17th December 2010, 19:37

Suggestion: MFLowFPS to 48 Hz, then BlendFPS to 60Hz with aperture =~ 0.5.
_____

If you're concerned about speed, then do NOT use search=3. (Exhaustive search is very slow, and sort of a joke together with [per default] truemotion=true ... exhaustive searches plenty, then truemotion immediately rejects most of them because of [holy thresholds].)

Search=2 should be good, search=5 should be fine.

Gavino

17th December 2010, 20:45

Can you think of any good way to get the modulus of the source frame (0..23) and output frame (0..59), and render both values according to the following rules: ...
I've produced something like your requested frame numbered output using this code:
... your source goes here ...

# add input frame numbers:
ScriptClip("""
f = current_frame%24
Subtitle(string(f,"%02.0f"), y=f/2*45, align=8, text_color=color_red)
""")

... your processing goes here ...
(either mine from earlier, or Didée's suggestion)
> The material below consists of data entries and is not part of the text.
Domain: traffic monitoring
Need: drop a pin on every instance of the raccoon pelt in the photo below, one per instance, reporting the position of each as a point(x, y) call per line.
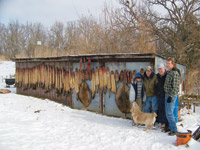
point(122, 98)
point(85, 94)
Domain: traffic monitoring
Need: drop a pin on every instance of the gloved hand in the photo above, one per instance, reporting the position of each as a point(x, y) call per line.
point(169, 100)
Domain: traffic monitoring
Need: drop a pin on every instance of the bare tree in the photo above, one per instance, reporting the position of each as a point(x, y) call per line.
point(178, 28)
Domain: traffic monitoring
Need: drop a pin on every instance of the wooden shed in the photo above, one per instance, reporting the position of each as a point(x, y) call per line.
point(86, 81)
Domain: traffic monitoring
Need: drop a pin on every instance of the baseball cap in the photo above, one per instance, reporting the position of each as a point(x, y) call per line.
point(161, 65)
point(149, 68)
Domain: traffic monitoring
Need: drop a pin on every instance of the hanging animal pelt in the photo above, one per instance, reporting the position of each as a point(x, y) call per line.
point(133, 75)
point(113, 84)
point(93, 83)
point(108, 81)
point(122, 99)
point(85, 94)
point(124, 77)
point(105, 82)
point(96, 80)
point(101, 78)
point(72, 81)
point(116, 76)
point(80, 64)
point(121, 76)
point(76, 83)
point(142, 71)
point(89, 64)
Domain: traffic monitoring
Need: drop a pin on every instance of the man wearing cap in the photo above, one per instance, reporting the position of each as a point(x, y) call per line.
point(160, 93)
point(171, 88)
point(150, 84)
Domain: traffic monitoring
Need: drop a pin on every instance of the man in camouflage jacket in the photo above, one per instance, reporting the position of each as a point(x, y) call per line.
point(171, 88)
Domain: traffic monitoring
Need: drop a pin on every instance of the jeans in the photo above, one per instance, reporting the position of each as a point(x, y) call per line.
point(151, 103)
point(169, 109)
point(161, 111)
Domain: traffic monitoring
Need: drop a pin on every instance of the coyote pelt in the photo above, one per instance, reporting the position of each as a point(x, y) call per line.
point(140, 117)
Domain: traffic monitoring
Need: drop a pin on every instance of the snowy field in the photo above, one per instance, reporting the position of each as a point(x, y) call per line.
point(28, 123)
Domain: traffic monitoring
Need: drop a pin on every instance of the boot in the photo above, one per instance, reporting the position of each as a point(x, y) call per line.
point(172, 133)
point(166, 129)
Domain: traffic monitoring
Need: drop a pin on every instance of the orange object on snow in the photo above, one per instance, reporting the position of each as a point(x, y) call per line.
point(183, 137)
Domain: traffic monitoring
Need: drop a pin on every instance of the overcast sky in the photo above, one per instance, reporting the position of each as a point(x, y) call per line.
point(49, 11)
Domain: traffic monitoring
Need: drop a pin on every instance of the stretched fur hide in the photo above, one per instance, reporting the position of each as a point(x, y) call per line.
point(85, 94)
point(4, 91)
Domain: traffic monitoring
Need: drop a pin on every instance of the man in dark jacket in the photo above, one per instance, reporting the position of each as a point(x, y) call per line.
point(150, 83)
point(160, 93)
point(171, 88)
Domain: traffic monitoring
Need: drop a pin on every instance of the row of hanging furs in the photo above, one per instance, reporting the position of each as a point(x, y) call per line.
point(49, 77)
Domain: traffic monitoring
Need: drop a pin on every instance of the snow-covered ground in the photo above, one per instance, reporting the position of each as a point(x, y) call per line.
point(36, 124)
# add output frame numbers:
ScriptClip("""
f = current_frame%60
align = (f % 2 == 0 ? 7 : 9)
Subtitle(string(f,"%02.0f"), y=f/2*18, align=align)
""")
A problem is that, since the input is motion interpolated, adjacent pairs of input frame numbers ([0,1], [2,3], etc) must be shown in the same place - if not, they disappear in the interpolated frames - so I've chosen to put them in the middle.
The code assumes your clip is high enough to show 30 separate lines of text at default spacing.

miamicanes

17th December 2010, 23:22

Awesome, thanks! I can't wait to try it out (~2-3 hours from now) :)

Actually, while we're on the topic... the videos have a static logo at the lower right. The problem is, anytime there's lots of motion in the area it overlays, the logo itself gets artifacted. Is there any way to maybe capture a frame of the video, load it into photoshop, turn the area where it is into a monochrome mask, then pass it (as an instantiated image object, or as a filename string) to MVinterpolate as a parameter and tell MVinterpolate and/or MVanalyse, "don't even look at the masked area; just pretend it doesn't exist and leave it alone"?
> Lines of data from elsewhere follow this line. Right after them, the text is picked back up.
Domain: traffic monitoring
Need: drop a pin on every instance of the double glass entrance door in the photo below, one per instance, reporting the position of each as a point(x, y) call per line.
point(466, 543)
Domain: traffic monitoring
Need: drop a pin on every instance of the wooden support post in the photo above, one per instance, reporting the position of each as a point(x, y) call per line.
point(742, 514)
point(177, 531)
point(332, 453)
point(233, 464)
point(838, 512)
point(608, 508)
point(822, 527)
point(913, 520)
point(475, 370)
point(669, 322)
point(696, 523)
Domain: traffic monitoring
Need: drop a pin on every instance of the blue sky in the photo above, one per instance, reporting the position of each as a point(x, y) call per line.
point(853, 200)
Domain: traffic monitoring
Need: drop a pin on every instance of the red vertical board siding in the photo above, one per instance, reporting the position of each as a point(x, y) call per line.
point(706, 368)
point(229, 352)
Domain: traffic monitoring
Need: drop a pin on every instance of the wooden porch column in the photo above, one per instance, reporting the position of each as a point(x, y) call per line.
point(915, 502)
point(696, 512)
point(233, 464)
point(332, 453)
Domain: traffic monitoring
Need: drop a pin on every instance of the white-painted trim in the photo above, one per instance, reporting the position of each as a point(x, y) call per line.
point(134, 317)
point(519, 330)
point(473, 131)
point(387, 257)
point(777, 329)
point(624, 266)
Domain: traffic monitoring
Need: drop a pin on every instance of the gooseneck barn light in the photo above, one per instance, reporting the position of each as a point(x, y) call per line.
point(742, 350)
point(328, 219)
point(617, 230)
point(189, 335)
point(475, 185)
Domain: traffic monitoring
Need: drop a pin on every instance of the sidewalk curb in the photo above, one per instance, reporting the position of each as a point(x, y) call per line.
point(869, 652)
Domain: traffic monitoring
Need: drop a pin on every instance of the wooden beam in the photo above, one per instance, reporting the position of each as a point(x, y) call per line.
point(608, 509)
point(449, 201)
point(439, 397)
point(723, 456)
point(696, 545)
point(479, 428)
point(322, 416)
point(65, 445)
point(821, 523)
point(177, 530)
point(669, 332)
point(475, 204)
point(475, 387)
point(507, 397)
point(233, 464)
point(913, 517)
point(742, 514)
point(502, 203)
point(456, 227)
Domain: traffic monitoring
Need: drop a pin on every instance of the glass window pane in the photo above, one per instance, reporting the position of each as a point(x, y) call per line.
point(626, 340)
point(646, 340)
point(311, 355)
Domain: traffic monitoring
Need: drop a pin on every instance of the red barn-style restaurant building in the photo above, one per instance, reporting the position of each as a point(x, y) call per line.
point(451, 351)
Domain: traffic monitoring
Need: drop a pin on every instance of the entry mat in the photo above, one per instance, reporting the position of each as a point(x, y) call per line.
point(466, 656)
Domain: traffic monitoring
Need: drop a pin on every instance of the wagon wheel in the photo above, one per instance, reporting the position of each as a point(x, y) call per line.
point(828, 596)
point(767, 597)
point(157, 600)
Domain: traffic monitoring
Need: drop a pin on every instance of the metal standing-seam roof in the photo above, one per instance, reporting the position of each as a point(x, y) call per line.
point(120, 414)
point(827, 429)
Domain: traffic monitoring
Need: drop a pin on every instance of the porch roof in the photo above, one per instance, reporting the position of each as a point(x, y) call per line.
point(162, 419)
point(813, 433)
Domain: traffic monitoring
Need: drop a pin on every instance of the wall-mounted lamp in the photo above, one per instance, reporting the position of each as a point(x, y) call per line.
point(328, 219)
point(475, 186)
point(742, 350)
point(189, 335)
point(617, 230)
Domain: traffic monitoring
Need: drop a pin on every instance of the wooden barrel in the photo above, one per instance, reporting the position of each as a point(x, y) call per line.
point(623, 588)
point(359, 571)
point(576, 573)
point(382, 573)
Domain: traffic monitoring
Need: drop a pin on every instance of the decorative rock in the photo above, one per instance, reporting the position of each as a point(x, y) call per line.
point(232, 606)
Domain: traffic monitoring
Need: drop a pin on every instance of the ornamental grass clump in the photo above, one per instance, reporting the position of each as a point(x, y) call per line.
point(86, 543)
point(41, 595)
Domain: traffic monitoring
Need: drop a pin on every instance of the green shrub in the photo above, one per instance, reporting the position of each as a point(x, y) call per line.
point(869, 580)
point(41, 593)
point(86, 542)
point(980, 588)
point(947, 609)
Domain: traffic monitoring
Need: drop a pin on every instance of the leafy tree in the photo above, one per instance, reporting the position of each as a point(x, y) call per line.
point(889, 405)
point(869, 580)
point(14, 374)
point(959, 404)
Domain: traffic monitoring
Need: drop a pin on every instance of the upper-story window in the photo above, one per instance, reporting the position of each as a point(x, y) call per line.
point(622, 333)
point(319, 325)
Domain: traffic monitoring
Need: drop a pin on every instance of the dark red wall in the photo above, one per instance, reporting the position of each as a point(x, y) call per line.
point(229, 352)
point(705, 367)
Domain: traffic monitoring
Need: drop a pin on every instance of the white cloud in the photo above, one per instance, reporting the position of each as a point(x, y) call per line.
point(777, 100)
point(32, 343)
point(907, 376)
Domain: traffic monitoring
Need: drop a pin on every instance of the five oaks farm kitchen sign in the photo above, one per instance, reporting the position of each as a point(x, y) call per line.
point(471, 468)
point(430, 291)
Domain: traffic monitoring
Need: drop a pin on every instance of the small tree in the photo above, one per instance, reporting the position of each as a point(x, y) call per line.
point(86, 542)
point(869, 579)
update: rendering now (7pm)

miamicanes

20th December 2010, 04:29

I'm not quite sure what to make of it, but I've verified it 100% in three double-blind tests of different videos so far (I can always pick out one of two videos I like better, and every time it's ended up being the one interpolated at 50). Interpolating the AB frame at 200.0/3 produces video that looks better than interpolating the AB frame at 50 when viewed frame-by-frame or in relative isolation, but videos where I've interpolated the AB frame at 50 seem to be nicer to actually "watch".

It's weird, but I almost can't watch the ones interpolated to 66 for more than a few minutes before feeling like I want to do something -- anything -- else. In contrast, the ones interpolated to 50 leave me feeling like I can see artifacts everywhere, but it nevertheless "feels" more correct.
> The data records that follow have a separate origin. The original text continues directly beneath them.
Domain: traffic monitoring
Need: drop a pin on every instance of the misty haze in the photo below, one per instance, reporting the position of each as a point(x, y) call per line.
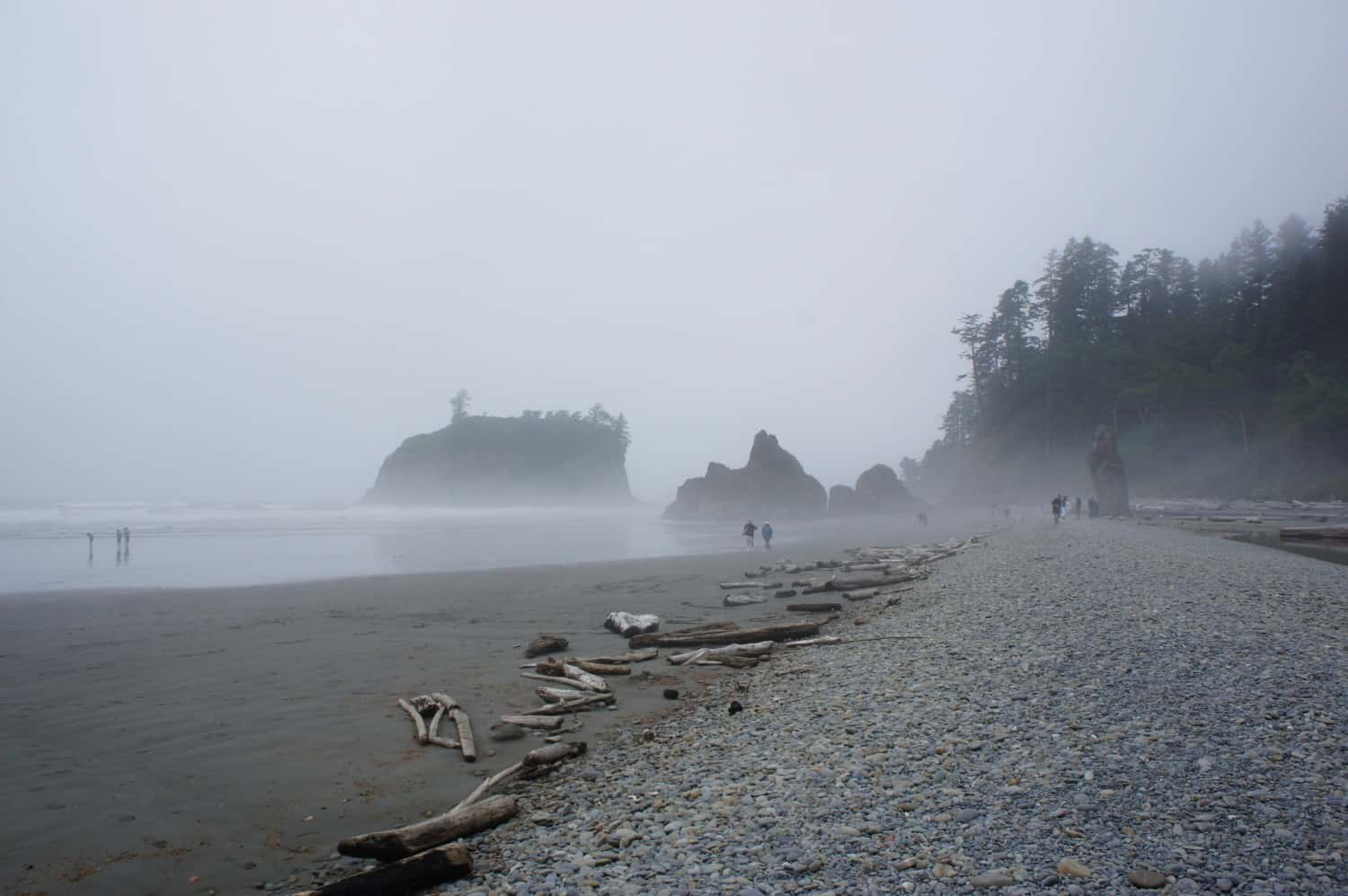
point(875, 417)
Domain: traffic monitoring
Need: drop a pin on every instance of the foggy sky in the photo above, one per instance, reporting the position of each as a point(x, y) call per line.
point(247, 247)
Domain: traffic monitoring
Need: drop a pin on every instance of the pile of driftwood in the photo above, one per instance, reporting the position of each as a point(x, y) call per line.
point(423, 855)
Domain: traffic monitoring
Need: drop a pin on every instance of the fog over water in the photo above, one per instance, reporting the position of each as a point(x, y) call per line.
point(247, 248)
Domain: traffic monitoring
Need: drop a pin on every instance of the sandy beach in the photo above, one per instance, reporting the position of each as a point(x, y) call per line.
point(218, 739)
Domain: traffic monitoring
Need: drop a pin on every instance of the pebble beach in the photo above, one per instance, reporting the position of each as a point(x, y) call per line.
point(1096, 706)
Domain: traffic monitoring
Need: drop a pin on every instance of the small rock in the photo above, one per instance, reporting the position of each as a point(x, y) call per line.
point(1072, 868)
point(1143, 879)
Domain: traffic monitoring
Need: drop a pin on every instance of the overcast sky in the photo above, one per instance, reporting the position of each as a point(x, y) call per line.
point(245, 248)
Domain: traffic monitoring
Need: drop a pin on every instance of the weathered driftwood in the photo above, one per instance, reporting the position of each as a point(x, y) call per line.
point(731, 661)
point(630, 656)
point(558, 694)
point(541, 723)
point(417, 720)
point(690, 637)
point(399, 842)
point(546, 644)
point(466, 729)
point(558, 669)
point(576, 705)
point(404, 876)
point(628, 624)
point(534, 758)
point(730, 650)
point(600, 669)
point(741, 599)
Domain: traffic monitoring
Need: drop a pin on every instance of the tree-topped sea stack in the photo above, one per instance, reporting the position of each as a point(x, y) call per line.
point(1107, 473)
point(773, 483)
point(536, 458)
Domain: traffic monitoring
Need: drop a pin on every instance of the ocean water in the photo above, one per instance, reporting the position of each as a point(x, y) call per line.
point(46, 548)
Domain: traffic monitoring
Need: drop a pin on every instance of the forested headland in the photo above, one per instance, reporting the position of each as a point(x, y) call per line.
point(1227, 377)
point(536, 458)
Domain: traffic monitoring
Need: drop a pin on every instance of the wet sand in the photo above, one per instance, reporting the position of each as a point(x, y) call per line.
point(235, 734)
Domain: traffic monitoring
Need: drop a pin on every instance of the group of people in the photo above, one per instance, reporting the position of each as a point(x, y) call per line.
point(749, 528)
point(1061, 505)
point(123, 540)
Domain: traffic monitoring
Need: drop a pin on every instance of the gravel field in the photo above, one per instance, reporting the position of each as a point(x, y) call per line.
point(1076, 704)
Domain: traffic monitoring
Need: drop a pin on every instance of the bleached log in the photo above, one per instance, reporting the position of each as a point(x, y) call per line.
point(534, 758)
point(576, 705)
point(399, 842)
point(466, 729)
point(558, 694)
point(541, 723)
point(689, 637)
point(558, 669)
point(406, 876)
point(600, 669)
point(730, 650)
point(631, 656)
point(417, 720)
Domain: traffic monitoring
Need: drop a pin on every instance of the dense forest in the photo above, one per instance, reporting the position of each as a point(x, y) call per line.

Here's an example where the effect seems to be particularly vivid: take a scene where two people are sitting next to each other. One is looking to the left, then quickly turns his head 180 degrees to the right over the span of a few frames. Using ~66, it "feels" like the person pauses for a moment, then whips his head around with almost cartoon-like speed. At 50, you can almost taste the judder, and it looks terrible when stepping through frame by frame... but when viewed at 60fps, the head-turning looks normal. The person starts, continues, and completes the turn at what looks like a natural & deliberate speed.

Ditto, for hand-sweeps. At 66, it looks like the person pauses, takes half a breath, then whips his hand to the target position smoothly, but with comic velocity (think: Bugs Bunny or Elmer Fudd directing an orchestra). Interpolated at 50, the hand (and especially the fingers) gets slaughtered by the interpolation algorithm and turns into a blurred mess, but once again, at 50 the motion looks normal & deliberate when viewed at 60fps.

I'm torn, because I'm now about halfway done, and I'm not sure whether I want to do the second half at 50 or 200.0/3, and whether I want to go back and re-render the first half to 50 too. Intellectually, I know that 66 makes sense and looks correct (in theory, at least), but the actual rendered videos just don't feel "right".